Monster Mondays began as a series of posts inspired by James Jacobs’ 10 goblin facts written for Pathfinder. Now, I’m creating new lore, encounters, unique NPCs and more for creatures in the Monster Manual. The goal is to provide habits, scene-setting tools, encounter hooks, and more variety, especially for monsters that don’t get quite as much love as dragons, beholders, mind flayers, and liches.

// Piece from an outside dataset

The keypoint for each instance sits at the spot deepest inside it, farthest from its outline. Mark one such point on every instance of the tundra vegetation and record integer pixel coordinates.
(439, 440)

It’s time for more Dungeons & Dragons chicanery. This time I’ve brewed up 12 lore hooks to flesh out oozes in your campaign world. These slimy creeps drip through dungeons, cleaning up all the foulness leftover from battles and occasionally ambushing adventurers for a quick snack.

Oozes in General

  1. Some cultures consume portions of still-living oozes, often in rituals associated with coming of age or assuming leadership roles. This can be quite dangerous, and such rituals are prone to deadly outcomes.
  2. Though most alchemists privately disagree, a common folk belief is that oozes are spawned from poorly brewed or spoiled potions and elixirs. Alchemists leave this belief to flourish as it keeps children and fools from intruding in their labs, protecting their projects and the dangerous reagents they use.
  3. Alchemists have their own superstitions surrounding oozes. There are those that theorize that oozes can never truly die and that every ooze is merely a fragment of a great ooze, a primordial being that was somehow splintered into many parts. Some alchemists seek a fabled ritual that would allow them to combine oozes into more potent forms, the ultimate ooze pictured as a sort of living philosopher’s stone.

Black Puddings

  1. Black puddings are said to taste strongly of blood and fetid meat.
  2. Potent wizards and nobles that can afford such a wizard’s services may deploy a black pudding as an assassin, sending the ooze into an adversary’s lair and retrieving it once no trace of said adversary is left.
  3. Black puddings are said to exhibit a rare swarming behavior akin to locusts, causing whole cities to be wiped out in mere hours.

Gelatinous Cubes

  1. Those who have dared to eat them claim that gelatinous cubes have a very faint, minty flavor.
  2. Rarely, gelatinous cubes have been employed to clean city streets under the careful supervision of a mage. This practice, while effective, is quite dangerous if locals are not advised of the cube’s movement patterns.
  3. Some cultures that dwell in close proximity to a gelatinous cube population revere them as a sort of living symbol of the afterlife, leaving their dead to be devoured by the cubes and sometimes even praying to the cubes as a sort of collective ancestral figure.

Gray Oozes

  1. Ooze connoisseurs say that no two gray oozes taste alike. Their flavors depend, in part, on the stone in their habitat, and gastronomes theorize that a gray ooze with a curated diet could be dehydrated and turned into a potent seasoning.
  2. Gray oozes are a particularly problematic pest for cities, hiding in plain sight and attacking children and pets. Cities with a gray ooze problem seek out specialized hunters who combine hunting techniques with the knowledge of masons and architects to help them find and kill the oozes.
  3. Thought to be more fable than fact, there are rumors of a wizard’s fortress made entirely of gray ooze, perhaps even a singular entity tamed and shaped into a living lair that can devour intruders. 

Ochre Jellies

  1. The smell and flavor of an ochre jelly is said to resemble that of rotting citrus fruit.
  2. Hags sometimes use ochre jellies as guards, feeding them just enough to keep them close by, often hidden beneath a hag’s lair or in swampy terrain where the jelly might blend in with the mud.
  3. Some claim that ochre jellies are the remains of cursed folk deprived of muscle and bone. There are tales of jellies seemingly playing with the remains of their victims as if trying to adhere to the bones of the dead and take on humanoid form.